Widow Takes Fight to No.10

Byline: By Paul McMillan Evening Chronicle (Newcastle, England), February 24, 2006

Asbestos widow Chris Knighton is taking a petition with 5,500 Tyneside signatures to Downing Street to get a better deal for victims of mesothelioma sufferers and their families.

Chris started the Mick Knighton Mesothelioma Research Fund in memory of her husband who died from the condition in 2001.

Mick was 60 but had been exposed to asbestos as a young man in the Royal Navy. The condition, a chest cancer, can take up to 40 years to appear.

Since his death, Chris, 59, from Wallsend, has campaigned tirelessly for the fund, which has so far reached pounds 150,000.

Today she will be among mesothelioma sufferers and those who have lost loved ones to the asbestos-related disease, lining the banks of the Tyne in a candlelit vigil.

The event has been organised by solicitors Irwin Mitchell who invited members of Mrs Knighton's mesothelioma self-help group to take part.

More than a dozen people whose lives have been blighted by the condition were expected to gather near the Gateshead bank of the Millennium Bridge at 3.30pm.

Mrs Knighton said: "I hope it will promote awareness. The action day on Monday is the first time we will have been able to promote awareness nationally.

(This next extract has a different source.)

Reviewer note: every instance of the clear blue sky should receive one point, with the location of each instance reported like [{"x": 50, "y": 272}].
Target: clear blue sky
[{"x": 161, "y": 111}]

"That's what the most important part is, working together we can achieve something.

Next Monday she will be presenting the petition at No.10 as part of a national day of action organised by the British Lung Foundation, which has received pounds 100,000 from Mick's fund.

On the same day, Chris, 59, has organised a meeting at St James' Park for mesothelioma sufferers, their families and campaigners.

She said: "I've organised the event because it's a national day and I'm part of the industrial diseases sub-committee, which is part of the British Lung Foundation.

"It's really about raising the profile of mesothelioma. There are going to be events throughout the country so I thought we should do something in Newcastle seeing as there is such a high incidence rate here.

"I won't be there as I'll be in London handing in a petition with 5,500 signatures. We asked people to sign for better rights for victims, funding for better research into the condition and better treatment being made available to them.

"We're also calling on employers to safely remove asbestos so they're not in this situation in the future."

Among the event delegates will be Prof Hilary Calvert, the clinical director for the Northern Institute for Cancer Research who developed the life-extending drug Alimta which was made available to North East mesothelioma patients following a Chronicle campaign.